Creating and maintaining layering as code evolves requires constant awareness of the consuming client's domain requirements, recognition of a layer consumer's difficulties due to mismatch in domain requirements, and regular refactoring to create and keep layers useful and complete.
In the large, layering allows us to switch technologies, such as implementation languages.
We also need to be able to identify when we are crossing responsibility boundaries, such as organizational, departmental, or business boundaries. Responsibility boundaries merit special attention. We design appropriate domain-oriented abstractions at those boundaries. At boundaries we define horizontal abstractions that allow various organizations of both humans and automated systems to assemble themselves into a larger ecosystem.

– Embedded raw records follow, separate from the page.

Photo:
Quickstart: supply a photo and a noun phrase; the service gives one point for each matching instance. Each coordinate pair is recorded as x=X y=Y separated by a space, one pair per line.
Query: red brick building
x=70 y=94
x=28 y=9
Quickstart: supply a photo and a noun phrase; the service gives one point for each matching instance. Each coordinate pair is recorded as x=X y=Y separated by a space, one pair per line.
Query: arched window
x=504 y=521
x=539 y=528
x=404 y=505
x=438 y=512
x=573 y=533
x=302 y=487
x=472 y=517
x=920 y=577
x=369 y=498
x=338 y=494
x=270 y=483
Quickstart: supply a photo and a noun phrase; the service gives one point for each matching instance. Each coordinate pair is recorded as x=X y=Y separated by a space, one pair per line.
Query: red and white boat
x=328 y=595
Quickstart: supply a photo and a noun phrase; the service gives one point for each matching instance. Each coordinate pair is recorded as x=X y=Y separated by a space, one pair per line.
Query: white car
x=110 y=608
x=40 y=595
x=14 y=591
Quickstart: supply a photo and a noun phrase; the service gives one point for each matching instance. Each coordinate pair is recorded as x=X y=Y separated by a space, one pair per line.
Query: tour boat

At some point, as our endeavors increase in size and scope, we need to pop up from the code alone so we can speak effectively of our vertical layers and horizontal boundaries. This is architecture or architectural abstraction. Architecture helps us connect the dots between our requirements & intentions and design choices & implementations.
Centralization fights separation of concerns, which in turn fights good abstraction.
A single shared database for all persistence can be attractive for a small sized endeavor, but co-location of persistence makes it very easy for applications having different ownership and responsibilities to directly access each other's information instead of going thru an appropriate horizontal boundary.
A single shared rules engine similarly collects business logic from what are logically separate concerns and creates inter-dependencies of those rules that are difficult to tease apart later.